Communication routes
Mayor Fay de Sathonay inaugurated the Tilsitt Bridge in 1808 and completed the naming and numbering of the city's streets in 1810.[6]
Street lighting
At the beginning of the 19th century, Lyon's streets were lit by lanterns managed by a company led by M. Fréquent. Until 1826, the streets were lit only from September 15 to April 1; thereafter, they were lit year-round. In 1827, the municipality invested in streetlights using Argand lamps (quinquets), which provided better illumination.[14]
In 1827, a first trial of gas lighting was established in Rue Tupin-Rompu and the Passage de l'Argue. In 1834, the Compagnie d'éclairage par le gaz pour la ville de Lyon was created. Its factory was located in the new Perrache district and became known as the Compagnie de gaz Perrache. It signed a convention with the municipality in 1835 to light the entire city. In 1856, Prefect Vaïsse signed a new 47-year convention, establishing a monopoly for the company, which allowed it to charge high rates to residents.[15]
Neighborhood developments
Developments across Lyon's neighborhoods were uneven; while central zones received significant attention from authorities, other areas experienced varied transformations.[4]
Fourvière
The first cemetery outside the city limits was opened at Loyasse in 1808.[16][6]
A political life under surveillance
From 1800 to 1870, political life in Lyon was tightly controlled and expressed only within restricted frameworks. The State feared outbreaks of Lyonnais violence and maintained its institutions through the prefect, a compliant municipality, and a vigilant police force. The two main political trends at the beginning of the period were counter-revolution and moderate liberalism. It was not until the reign of Napoleon III that the far-left managed to exist politically.
First Empire
The seizure of power by Bonaparte was perceived favorably as the end of a dark period and a return to civil peace. Upon stopping in Lyon on June 28, 1800, following the victory at Marengo, Bonaparte laid the first stone for the renovation of the facades of Place Bellecour, promising to work toward the return of the city's prosperity.[5] Regarding civil peace, he undertook energetic measures to combat both banditry and the threat of rebellion.[17]
The pacification of Lyon
At the end of the revolutionary period, banditry was endemic in the Lyon region. Attacks on mail coaches or isolated individuals were frequent. This task was the priority of the generals who successively headed the 19th military region: Moncey, Gilly, and Duhesme. The situation gradually improved, and by the mid-1800s, the department's roads were much safer. This recurring military presence also facilitated the calming of the city itself.[17]
The police commissioners
At the same time, an informant network was established by the first two commissioners general of police in Lyon: Noël (1800–1801) and Louis François Esprit Dubois (1801–1809). This well-remunerated network—consuming up to 20% of their budget—extended far beyond the city, maintaining permanent links with all major surrounding towns. They also benefited from the increasingly complete and reliable police files organized by Fouché, allowing them to better identify travelers. Gradually, in the eyes of the central authorities, Lyon lost some of its sulfurous reputation as it became better known.[17]
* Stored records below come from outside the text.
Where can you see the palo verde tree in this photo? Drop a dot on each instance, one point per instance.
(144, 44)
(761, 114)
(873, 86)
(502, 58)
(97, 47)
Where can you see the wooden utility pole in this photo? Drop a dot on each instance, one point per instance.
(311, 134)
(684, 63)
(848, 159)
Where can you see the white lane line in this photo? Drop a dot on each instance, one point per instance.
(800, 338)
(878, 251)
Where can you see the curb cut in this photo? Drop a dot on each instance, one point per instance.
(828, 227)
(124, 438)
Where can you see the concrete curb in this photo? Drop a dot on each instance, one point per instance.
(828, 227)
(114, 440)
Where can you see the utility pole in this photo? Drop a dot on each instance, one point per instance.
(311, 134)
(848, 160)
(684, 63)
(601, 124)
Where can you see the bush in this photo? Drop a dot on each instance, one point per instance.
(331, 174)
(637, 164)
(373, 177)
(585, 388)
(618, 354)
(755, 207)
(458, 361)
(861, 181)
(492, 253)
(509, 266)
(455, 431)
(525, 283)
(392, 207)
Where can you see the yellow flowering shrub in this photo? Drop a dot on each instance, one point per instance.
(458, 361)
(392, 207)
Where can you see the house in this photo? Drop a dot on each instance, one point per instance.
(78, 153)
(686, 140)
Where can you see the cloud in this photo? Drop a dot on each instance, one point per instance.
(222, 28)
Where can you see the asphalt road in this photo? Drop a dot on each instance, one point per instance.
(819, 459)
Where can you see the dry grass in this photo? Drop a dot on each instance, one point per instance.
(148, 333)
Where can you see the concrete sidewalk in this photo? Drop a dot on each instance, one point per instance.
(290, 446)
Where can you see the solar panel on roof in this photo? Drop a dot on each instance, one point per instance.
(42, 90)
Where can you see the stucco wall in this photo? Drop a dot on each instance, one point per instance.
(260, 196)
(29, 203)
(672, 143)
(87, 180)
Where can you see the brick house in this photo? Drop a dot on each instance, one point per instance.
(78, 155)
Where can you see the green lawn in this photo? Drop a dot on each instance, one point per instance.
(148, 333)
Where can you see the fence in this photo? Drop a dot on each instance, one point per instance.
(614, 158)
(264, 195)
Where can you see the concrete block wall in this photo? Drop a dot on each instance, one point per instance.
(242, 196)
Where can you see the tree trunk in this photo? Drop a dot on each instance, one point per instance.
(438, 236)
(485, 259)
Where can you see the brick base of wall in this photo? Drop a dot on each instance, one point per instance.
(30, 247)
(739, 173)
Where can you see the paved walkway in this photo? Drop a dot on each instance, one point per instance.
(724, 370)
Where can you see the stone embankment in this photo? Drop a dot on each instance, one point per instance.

The commissioners general were appointed directly by the Emperor and received comfortable salaries in large cities like Lyon. Installed in the city hall, the commissioner had a general secretary, a private secretary, and several offices employing about twenty people in departments for passports, military affairs, and minor road inspections. Commissioner Dubois modernized the Lyon police, relying on Ancien Régime practices while introducing innovations.[18] Paid by the city but independent of the prefect, Dubois came into conflict over his remuneration with the mayor appointed in 1805, Nicolas Fay. He left Lyon in 1809 to become the director general of police in Tuscany, which had just been annexed.[19]
Assessment
The return of prosperity facilitated the support of a large part of the population for the new regime, though the central power maintained close surveillance of Republican and Royalist circles. This support was visible in the acceptance of military conscription and the raising of the National Guard, where resistance was much lower than in the countryside.[20]
Political life
Under the Empire, all city authorities depended on the central power and were under the supervision of the prefect. In 1800, the city was divided into three districts with three appointed mayors: Parent, Saint-Rousset, and Bernard-Charpieu. Reunified in 1805, it was then led by Fay de Sathonay, followed by André d'Albon. The archbishop, the Emperor's uncle, was Joseph Fesch. The press, like all clubs and societies of notables, was monitored.[21] The only early form of protest came from Catholics, who used the secrecy of congregations to pass information and pamphlets, reactivating the counter-revolutionary networks established by Linsolas. These were uncovered in 1811.[22]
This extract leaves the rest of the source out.